Während ich heute morgen meinen Espresso trinke, muss ich schmunzeln. Irgendwie geht mir die Aussage von Jamie Dimon nicht mehr aus dem Kopf. Einer der mächtigsten und renommiertesten Finanzexperten der Welt erwartet, dass ein Hurrikan auf die Wirtschaft zukommt. Die Frage sei nur, wie groß er wird! Sie werden sich mit Sicherheit denken, warum ich bei so einer „Horror-Prognose“ schmunzeln muss. Die Argumentation und Hauptgefahrenpunkte, die Dimon anführt, kann ich schließlich gut nachvollziehen. Die Notenbanken stehen vor der Herkulesaufgabe, auf der einen Seite die hohe Inflation im Zaum zu halten, auf der anderen Seite aber auch darauf zu achten, dass die Wirtschaft bei zu starken Einschnitten nicht in eine Rezession abgleitet. Apropos Inflation: Auch die ehemalige Fed-Präsidentin und jetzige US-Finanzministerin Yellen bläst ins gleiche Horn und erwartet, dass die Inflationsraten weiterhin hoch bleiben. Auch die Wirtschaft hat sich bereits deutlich abgekühlt. Der IWF prognostiziert für 2022 ein Weltwirtschaftswachstum von 3,6%. Zur Erinnerung: Im Vorjahr waren es, natürlich auch aufgrund einiger Nachholeffekte nach dem Corona-Jahr 2020, immerhin noch stolze 6,1%. Auch mit dieser Aussage steht Dimon damit nicht alleine da. Wobei ich bei einem 3,6%igen Wachstum noch von keinem „Hurrikan“ sprechen würde.

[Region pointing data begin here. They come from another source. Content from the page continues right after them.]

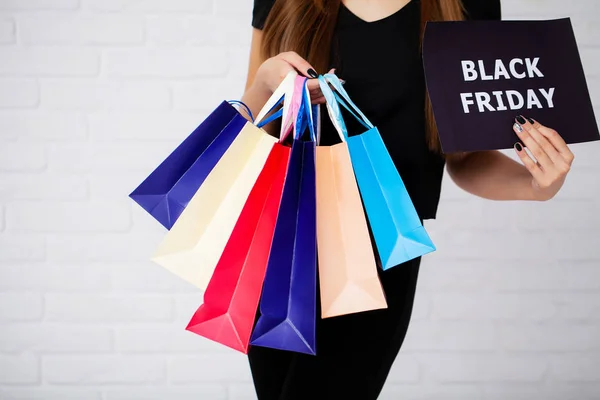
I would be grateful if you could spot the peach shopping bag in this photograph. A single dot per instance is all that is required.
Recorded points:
(349, 280)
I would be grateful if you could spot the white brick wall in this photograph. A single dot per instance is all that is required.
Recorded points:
(93, 93)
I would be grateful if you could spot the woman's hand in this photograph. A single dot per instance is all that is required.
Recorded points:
(273, 70)
(553, 156)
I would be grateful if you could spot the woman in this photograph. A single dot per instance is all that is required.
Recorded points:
(374, 46)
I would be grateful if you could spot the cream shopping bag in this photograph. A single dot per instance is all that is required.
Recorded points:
(349, 280)
(193, 246)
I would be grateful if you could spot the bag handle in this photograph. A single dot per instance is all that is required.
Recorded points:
(346, 101)
(305, 115)
(283, 93)
(333, 109)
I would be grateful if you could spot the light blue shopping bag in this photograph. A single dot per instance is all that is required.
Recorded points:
(397, 230)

Schmunzeln muss ich aber, wenn währenddessen Analysten von JPMorgan, also jenem Finanzinstitut, dem Jamie Dimon vorsteht, für die Sommermonate einen Bullenmarkt und damit steigende Aktienmärkte prognostizieren. Und das wiederum steht im klaren Widerspruch zum pessimistischen Zukunftsbild Dimons. Bin schon gespannt, wie das Match ausgeht. Eines scheint aber klar. JPMorgan gewinnt immer!
Entspannung gibt es hingegen am US-Arbeitsmarkt. Die Arbeitslosenquote befindet sich auf dem niedrigsten Stand seit 1969. Der Wirtschaftsmotor scheint also nach wie vor zu brummen. Und positiv ist auch, dass bereits 95% der Jobs, die in den ersten Monaten nach Ausbruch der Corona-Pandemie verloren gegangen sind, wieder zurückgewonnen werden konnten.
“Da müssen auch Banken und Versicherungen aufpassen, dass ihre High-Potentials nicht einfach rausgekauft werden.”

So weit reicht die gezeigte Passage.